«Rojava» heisst die von den Kurden kontrollierte autonome Verwaltung Nordostsyriens. Rojava bedeutet auf Deutsch so viel wie Sonnenuntergang und bezeichnet somit den westlichsten Teil des von Kurden bevölkerten Gebietes. Die kurdische Bevölkerung lebt in Teilen Syriens, der Türkei, des Iraks und des Irans.
Im Kulturzentrum der ostsyrischen Stadt Hasaka besingen kurdische Sängerinnen und Sänger die Berge dieses Gebietes, die süssen Feigen – und den kurdischen Widerstand.
«Unter der Assad-Herrschaft war das verboten», sagt Mohammed Judi, der Leiter des Zentrums. Er selbst wurde einst dafür verhaftet. Heute versucht er, die Tradition am Leben zu halten – und warnt vor einer Rückkehr zentralistischer Kontrolle.
Autonomie unter Druck
Während der Kriegsjahre schwand der Einfluss des Assad-Regimes im Nordosten Syriens. Die Kurden bauten ihre eigene Verwaltung auf, – ein basisdemokratisches Experiment mit eigener Regierung und eigenen Streitkräften, den Syrian Democratic Forces.
Doch nun drängt die neue Führung in Damaskus auf nationale Einheit. Präsident Ahmad al-Sharaa, einst Kommandant einer islamistischen Miliz, will seine Macht auch in den kurdischen Gebieten festigen. Seit März verhandelt seine Regierung mit Vertretern Rojavas über die künftige Ordnung. Die Eingliederung der SDF-Einheiten in die syrischen Streitkräfte ist der grösste Knackpunkt.

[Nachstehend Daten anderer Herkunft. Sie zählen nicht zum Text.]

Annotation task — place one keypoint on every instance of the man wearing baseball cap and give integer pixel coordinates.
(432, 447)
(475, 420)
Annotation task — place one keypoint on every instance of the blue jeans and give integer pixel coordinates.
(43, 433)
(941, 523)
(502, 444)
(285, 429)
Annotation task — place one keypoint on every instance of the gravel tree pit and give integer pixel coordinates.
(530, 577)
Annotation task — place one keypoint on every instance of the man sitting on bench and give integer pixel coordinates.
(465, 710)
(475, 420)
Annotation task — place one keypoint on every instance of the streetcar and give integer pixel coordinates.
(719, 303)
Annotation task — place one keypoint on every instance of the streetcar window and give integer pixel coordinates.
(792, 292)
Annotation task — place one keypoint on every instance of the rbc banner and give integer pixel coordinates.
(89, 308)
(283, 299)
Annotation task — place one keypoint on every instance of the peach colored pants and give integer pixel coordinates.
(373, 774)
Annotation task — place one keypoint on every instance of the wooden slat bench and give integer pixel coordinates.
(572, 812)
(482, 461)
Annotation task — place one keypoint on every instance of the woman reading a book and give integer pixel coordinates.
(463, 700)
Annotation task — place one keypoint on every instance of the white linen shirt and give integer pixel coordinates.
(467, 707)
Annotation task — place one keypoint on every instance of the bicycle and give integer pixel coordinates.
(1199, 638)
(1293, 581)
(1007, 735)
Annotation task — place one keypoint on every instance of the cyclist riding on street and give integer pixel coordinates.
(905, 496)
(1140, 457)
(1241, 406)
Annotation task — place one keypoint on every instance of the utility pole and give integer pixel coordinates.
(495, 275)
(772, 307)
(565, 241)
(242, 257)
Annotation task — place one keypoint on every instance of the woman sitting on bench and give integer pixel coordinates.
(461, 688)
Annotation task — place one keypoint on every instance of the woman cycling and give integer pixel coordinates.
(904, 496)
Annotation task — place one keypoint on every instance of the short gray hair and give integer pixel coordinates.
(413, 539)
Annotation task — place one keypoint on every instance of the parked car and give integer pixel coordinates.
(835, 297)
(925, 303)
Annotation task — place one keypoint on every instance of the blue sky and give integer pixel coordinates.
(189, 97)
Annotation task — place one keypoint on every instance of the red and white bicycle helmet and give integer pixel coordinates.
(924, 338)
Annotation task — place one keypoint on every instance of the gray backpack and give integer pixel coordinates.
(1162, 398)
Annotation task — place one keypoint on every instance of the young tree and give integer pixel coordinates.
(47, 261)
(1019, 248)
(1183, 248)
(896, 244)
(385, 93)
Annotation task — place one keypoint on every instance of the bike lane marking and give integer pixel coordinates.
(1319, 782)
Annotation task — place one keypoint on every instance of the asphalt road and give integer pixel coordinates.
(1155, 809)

«Wir können nicht unter der Führung der Zentralregierung stehen», sagt Judi. Viele Kurdinnen und Kurden misstrauen Sharaa, der während des Krieges als Abu Mohammed al-Jolani bekannt war. «Wir kennen ihre Geschichte. Wir trauen ihnen nicht.» Das Misstrauen hat Gründe: Die Jihadisten des sogenannten Islamischen Staates und der Al-Nusra Front, welche Jolani 2012 gründete, haben gerade im Nordosten Syriens besonders gewütet.
Misstrauen gegenüber den neuen Machthabern
Auch in jüngster Zeit hat die Übergangsregierung von Ahmad al-Sharaa viel Vertrauen verspielt. Nach dem Machtwechsel im Dezember kam es zu Massakern an religiösen Minderheiten – verübt von Milizen, die der Übergangsregierung nahestehen sollen. Zeinab Mansour, Musikproduzentin aus Hasaka, erzählt, viele Alawiten und Drusen seien in den kurdischen Nordosten geflohen. «Aber auch wir haben Angst, die Nächsten zu sein», sagt sie.
In ihrem Studio produziert Mansour moderne kurdische Musikvideos – Lieder über den Kampf gegen den sogenannten Islamischen Staat, über Selbstbehauptung und Verlust. «Sharaa redet über Assads Verbrechen, schweigt aber über seine eigenen», sagt Mansour. Die Hoffnung, dass nach dem Diktator Assad alles besser wird, sei verflogen.
In Aleppo kam es zuletzt zu Gefechten zwischen kurdischen Einheiten und Milizen der Regierung. Viele im Nordosten fürchten eine neue Eskalation. Zudem strich Sharaa jüngst das kurdische Neujahr aus dem nationalen Feiertagskalender – ein kleiner, aber herber Einschnitt, der die Gräben zwischen den Parteien wohl vertiefen dürfte.